WALES’ first elected Reform UK councillor has claimed his council by-election victory means no Labour seat in the country is safe.
Stuart Keyte won the Trevethin and Penygarn seat on Labour dominated Torfaen Borough Council in the election called following the resignation of a councillor from the ruling group which retains a majority of 17.
The former army major, who won the seat from Labour by nearly 200 votes, said: “I would imagine there isn’t a Labour councillor, Assembly Member or MP who thinks their seat is safe if Trevethin and Penygarn is no longer a safe seat and perhaps then we can have a realisation councillors, AMs and MPs are supposed to be servants not the bosses, they are not the masters supposed to impose an ideology.”
Though the February 13 by-election is the first time Reform, which was rebranded from leader Nigel Farage’s Brexit Party, has won a seat at an election in Wales the new councillor will join an established group at the Civic Centre in Pontypool as three previously independent councillors joined Reform in August last year.

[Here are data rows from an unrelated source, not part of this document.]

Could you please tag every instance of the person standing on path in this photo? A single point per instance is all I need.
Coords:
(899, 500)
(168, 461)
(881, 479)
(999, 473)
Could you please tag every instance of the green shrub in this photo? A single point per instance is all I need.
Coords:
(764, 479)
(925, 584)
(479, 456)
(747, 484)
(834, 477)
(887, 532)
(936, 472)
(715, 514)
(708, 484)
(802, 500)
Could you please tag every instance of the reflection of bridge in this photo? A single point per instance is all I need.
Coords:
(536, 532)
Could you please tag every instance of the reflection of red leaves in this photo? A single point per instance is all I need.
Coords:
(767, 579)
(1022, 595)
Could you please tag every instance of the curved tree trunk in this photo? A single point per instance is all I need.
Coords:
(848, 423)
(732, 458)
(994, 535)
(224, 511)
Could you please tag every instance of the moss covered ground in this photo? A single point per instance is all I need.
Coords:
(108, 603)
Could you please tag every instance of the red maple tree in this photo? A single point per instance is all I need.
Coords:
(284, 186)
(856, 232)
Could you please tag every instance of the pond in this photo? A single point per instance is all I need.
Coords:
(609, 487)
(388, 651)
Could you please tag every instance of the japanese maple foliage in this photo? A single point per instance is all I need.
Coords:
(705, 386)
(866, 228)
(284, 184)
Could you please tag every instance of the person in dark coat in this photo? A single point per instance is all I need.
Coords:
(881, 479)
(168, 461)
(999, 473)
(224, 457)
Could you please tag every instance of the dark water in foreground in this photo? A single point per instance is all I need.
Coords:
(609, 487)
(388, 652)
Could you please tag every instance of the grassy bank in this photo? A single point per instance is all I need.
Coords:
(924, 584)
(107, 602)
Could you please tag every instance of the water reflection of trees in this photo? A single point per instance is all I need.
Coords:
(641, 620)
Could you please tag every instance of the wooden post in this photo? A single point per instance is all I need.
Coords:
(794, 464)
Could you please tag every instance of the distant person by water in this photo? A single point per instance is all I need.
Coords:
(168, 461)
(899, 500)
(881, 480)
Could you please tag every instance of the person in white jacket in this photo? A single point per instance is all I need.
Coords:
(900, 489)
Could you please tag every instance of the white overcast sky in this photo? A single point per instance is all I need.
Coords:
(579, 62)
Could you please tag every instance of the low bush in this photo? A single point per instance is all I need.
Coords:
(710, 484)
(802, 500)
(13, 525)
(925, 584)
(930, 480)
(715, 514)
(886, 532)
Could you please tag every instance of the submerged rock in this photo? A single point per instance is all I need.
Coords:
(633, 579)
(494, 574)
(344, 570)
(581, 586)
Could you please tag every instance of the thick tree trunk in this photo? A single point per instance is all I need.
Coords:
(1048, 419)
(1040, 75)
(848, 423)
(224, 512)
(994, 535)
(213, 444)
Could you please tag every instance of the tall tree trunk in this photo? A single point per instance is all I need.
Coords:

Its council group leader David Thomas hit the headlines on the eve of the by-election when Reform denied crude songs, posted online from more than a decade ago, and credited to him, and others, and linked to a record label he ran had been composed by Cllr Thomas.
The Labour leader of Torfaen council, Anthony Hunt, said Cllr Thomas should apologise and Labour MP for neighbouring Monmouthshire Catherine Fookes called for him to resign.
On the day of the election Cllr Thomas, and his two fellow Reform councillors were embroiled in a row over the opening of a Lidl supermarket in their Llantarnam ward in Cwmbran earlier in the week. The supermarket said there hadn’t been an official opening.
Cllr Keyte said he had no concerns about the row over the ‘happy hardcore’ dance tracks credited to his council group leader. He said: “It’s not my type of music I’m more of a classical music type. It’s not something that concerns me.
“I take it for what it is, I believe it’s a smear campaign,” said the new councillor who added he had been “too focused” on his campaign to raise it with Cllr Thomas, who has been a prominent supporter in the by-election.
He added: “It didn’t seem to be an issue when Mr Thomas was a Labour councillor.”
He also said it is “farcical” to suggest his colleagues would have attended a supermarket opening with their own scissors and ribbon and for staff to have posed for photographs with them.
The semi-retired 64-year-old, who has been a volunteer with the Citizens Advice Service in Cwmbran and in Pretoria in South Africa, said he had “no doubt” his victory is a signal of potential further success in Wales, with the party targeting elections to the expanded Senedd next year.
He credited the 457 vote victory to “hard work put in by Reform members” and said: “Also I believe the frustration of residents of Pontypool they see things slowly, slowly decaying around them.
“They are looking for a change in support from somebody other than Labour or any other established parties for that matter.”
Cllr Keyte, who lives in Wainfelin, Pontypool said as a councillor he wants to “get back to basics and see the place cleaned up, fences put back up and get a police presence.”

Labour won both Trevethin and Penygarn seats at the 2022 local government elections, with the Conservatives the only other party standing. Its candidate finished 359 votes behind the second placed Labour councillor.
Turnout in 2022 was 23 per cent which is slightly below the 24.7 per cent of the electorate who voted in the by-election.
Trevethin and Penygarn by-election full result
- Stuart Keyte, Reform UK, 457 elected
- Toniann Phillips, Welsh Labour 259
- Catherine Ann Howells, Independent 117
- Louise Shepphard, Independent 114
- Tony Clark, Green Party 25.
The Welsh Conservatives won a by-election, also held on February, 13 to fill the New Inn Upper vacancy on Pontypool Community Council.
It was also called due to the resignation of former Labour councillor Sue Malsom.